The original dataset contained about 183,412 observations across 16 variables. Most of the variables speak to details about the trip itself and a few such as age and gender describe the rider. In the course of the analysis, new features were derived from existing ones. Also, outliers from the trip duration were also dropped.
After carrying out univariate, bivariate and multivariate exploration of this data, the following was observed:
- A normal trip is about 0 to 1500 seconds long i.e. 0 - 25 minutes although most of them are about 8 minutes long.
- Riders cover up to 4 kilometers on these trips but most trips are between 1 to 2 kilometers long.
- Most riders prefer to ride in the evening compared to any other time of the day.
- Most of the riders are male and most of them are aged around 30 years old.
- As expected, the distance covered correlates positively with trip duration. However, this is weaker than expected.
- The age and gender of the riders have little or no relationship with the trip duration.
- The time of day the trip starts significantly impacts the duration and distance covered during the trip.

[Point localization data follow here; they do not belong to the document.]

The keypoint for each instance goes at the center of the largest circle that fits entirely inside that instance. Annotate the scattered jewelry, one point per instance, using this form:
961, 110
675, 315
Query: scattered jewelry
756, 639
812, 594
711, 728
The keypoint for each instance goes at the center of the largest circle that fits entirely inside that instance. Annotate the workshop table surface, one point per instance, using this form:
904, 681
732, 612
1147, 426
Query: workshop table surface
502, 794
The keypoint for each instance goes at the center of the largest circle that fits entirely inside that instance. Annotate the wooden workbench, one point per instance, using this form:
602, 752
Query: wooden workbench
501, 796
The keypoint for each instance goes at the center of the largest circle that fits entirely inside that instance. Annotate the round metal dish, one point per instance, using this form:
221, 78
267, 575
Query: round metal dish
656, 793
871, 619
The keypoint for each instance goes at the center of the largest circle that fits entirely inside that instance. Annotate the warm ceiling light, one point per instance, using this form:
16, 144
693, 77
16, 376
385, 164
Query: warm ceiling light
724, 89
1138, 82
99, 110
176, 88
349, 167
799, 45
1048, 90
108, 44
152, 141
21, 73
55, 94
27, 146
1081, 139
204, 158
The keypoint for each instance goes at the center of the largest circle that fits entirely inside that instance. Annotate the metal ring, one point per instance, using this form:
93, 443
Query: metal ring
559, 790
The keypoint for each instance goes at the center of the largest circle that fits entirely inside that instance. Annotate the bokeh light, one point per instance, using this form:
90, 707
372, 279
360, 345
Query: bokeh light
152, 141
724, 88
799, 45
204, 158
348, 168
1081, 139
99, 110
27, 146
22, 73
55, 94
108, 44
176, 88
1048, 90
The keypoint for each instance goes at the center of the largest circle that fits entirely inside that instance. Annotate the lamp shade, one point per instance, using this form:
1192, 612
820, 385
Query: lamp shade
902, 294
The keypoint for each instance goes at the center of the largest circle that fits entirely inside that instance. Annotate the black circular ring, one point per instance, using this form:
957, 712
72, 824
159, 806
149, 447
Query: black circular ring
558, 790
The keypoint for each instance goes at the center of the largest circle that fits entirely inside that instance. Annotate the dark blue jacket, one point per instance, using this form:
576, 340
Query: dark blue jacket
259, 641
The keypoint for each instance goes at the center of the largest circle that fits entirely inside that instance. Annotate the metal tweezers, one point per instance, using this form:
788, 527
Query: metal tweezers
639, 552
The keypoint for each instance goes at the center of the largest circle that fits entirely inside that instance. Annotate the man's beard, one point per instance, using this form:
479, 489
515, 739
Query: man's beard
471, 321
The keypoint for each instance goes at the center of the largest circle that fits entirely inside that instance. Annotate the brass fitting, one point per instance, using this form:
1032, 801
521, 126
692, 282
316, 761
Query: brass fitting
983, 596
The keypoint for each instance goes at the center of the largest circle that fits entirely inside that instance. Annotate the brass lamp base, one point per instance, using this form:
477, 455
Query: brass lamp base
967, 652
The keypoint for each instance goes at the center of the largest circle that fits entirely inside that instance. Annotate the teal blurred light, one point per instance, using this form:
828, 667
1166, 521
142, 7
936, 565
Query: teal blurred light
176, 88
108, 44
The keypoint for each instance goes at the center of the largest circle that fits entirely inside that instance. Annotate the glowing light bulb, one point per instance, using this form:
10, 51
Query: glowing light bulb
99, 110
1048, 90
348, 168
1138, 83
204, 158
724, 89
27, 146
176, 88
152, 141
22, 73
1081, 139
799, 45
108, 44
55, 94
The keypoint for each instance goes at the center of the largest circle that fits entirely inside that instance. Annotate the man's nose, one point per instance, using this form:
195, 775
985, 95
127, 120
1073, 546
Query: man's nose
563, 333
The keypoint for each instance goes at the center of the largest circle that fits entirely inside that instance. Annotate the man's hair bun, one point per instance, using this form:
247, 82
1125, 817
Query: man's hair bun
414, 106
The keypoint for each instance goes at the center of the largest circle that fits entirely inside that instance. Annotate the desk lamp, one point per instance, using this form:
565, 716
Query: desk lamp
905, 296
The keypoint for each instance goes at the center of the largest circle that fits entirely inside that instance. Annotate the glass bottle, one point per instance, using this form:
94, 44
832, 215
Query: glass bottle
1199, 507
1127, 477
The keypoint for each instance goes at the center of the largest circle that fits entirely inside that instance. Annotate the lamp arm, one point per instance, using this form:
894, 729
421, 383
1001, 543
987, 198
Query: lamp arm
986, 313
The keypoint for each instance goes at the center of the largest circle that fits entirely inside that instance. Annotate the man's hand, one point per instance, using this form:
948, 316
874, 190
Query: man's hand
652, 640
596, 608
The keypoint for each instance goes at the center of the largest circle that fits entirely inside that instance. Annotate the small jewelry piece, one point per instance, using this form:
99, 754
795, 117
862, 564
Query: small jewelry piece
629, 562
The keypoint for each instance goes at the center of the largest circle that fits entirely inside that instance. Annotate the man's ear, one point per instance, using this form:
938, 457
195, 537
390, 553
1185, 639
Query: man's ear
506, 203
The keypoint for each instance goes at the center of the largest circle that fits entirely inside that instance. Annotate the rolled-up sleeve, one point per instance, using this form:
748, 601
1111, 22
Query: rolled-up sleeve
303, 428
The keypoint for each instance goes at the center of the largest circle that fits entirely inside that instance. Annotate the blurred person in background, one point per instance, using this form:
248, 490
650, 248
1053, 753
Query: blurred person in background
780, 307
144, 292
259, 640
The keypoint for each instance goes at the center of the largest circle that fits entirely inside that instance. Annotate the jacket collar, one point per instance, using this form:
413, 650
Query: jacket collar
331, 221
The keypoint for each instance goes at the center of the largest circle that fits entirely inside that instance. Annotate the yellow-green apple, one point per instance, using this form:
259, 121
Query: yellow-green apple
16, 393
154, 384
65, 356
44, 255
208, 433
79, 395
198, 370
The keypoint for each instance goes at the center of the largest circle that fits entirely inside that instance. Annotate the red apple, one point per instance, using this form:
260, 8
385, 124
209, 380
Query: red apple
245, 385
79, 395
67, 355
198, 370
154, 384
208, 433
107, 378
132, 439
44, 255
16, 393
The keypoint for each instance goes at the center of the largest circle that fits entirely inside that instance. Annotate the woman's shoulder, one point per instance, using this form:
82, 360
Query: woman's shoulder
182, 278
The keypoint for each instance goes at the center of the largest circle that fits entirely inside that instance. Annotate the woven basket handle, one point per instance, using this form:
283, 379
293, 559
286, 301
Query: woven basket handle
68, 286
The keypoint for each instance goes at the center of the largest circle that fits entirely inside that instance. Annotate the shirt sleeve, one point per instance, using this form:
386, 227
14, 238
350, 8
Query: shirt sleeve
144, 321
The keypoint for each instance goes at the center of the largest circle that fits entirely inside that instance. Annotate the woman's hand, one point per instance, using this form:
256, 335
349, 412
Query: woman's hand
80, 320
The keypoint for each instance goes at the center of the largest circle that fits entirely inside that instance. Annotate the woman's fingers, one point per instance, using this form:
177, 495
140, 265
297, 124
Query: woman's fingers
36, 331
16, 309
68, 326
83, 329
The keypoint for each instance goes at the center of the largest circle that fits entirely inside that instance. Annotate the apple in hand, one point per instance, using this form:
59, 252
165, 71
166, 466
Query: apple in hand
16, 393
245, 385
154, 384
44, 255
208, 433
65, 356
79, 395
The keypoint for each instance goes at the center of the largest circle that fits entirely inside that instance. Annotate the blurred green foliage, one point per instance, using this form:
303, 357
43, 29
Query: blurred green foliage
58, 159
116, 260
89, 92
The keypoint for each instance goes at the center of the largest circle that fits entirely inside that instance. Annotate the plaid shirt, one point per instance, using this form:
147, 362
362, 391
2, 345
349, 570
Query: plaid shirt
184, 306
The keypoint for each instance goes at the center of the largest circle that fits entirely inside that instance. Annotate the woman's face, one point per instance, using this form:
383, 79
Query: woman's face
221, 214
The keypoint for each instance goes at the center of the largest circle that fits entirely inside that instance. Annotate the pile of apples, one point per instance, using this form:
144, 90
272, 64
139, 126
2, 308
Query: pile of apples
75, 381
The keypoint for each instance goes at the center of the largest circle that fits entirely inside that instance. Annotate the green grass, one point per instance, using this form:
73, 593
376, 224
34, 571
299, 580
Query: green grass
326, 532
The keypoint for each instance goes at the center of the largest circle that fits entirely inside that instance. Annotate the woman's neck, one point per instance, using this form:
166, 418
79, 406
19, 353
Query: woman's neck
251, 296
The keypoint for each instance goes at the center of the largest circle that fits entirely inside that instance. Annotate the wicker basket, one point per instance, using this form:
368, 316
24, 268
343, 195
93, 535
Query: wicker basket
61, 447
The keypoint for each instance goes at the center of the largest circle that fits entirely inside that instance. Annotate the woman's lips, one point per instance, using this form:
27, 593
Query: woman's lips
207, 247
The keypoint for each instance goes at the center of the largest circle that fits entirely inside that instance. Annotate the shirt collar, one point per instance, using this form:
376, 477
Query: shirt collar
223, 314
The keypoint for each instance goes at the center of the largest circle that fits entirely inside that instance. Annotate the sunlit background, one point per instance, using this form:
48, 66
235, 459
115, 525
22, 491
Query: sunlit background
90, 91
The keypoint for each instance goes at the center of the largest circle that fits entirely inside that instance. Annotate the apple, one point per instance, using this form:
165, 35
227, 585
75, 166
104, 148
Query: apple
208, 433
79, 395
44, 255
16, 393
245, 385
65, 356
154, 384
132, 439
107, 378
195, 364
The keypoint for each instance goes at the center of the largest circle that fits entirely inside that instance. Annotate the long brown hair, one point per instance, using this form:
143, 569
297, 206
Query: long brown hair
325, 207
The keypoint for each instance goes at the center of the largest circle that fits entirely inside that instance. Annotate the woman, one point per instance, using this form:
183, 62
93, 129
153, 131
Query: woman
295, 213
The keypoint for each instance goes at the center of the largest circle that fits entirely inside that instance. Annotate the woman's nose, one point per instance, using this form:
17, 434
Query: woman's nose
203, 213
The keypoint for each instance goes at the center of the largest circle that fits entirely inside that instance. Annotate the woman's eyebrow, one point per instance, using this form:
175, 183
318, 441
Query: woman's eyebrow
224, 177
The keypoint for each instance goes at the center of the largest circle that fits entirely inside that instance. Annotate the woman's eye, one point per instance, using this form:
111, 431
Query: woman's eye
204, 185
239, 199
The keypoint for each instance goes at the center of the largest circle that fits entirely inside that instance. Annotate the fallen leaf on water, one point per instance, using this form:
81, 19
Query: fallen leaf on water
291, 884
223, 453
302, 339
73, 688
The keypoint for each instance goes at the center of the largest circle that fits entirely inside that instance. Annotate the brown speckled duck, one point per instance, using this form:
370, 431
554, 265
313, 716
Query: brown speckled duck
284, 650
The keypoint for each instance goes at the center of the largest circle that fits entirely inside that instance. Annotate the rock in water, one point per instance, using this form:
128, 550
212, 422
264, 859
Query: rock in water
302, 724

In conclusion, the distance to be covered during the trip and time of the day the trip is to be taken significantly affects how long the trip will be.
For the explanatory exploration, I focus just on the influence of the time of day and distance covered on the trip duration. I start by exploring the distributions of these different variables. I then go ahead to show the relationship between trip duration and distance. Finally I show how the trip duration changes for the same distance depending on the time of the day the trip was taken.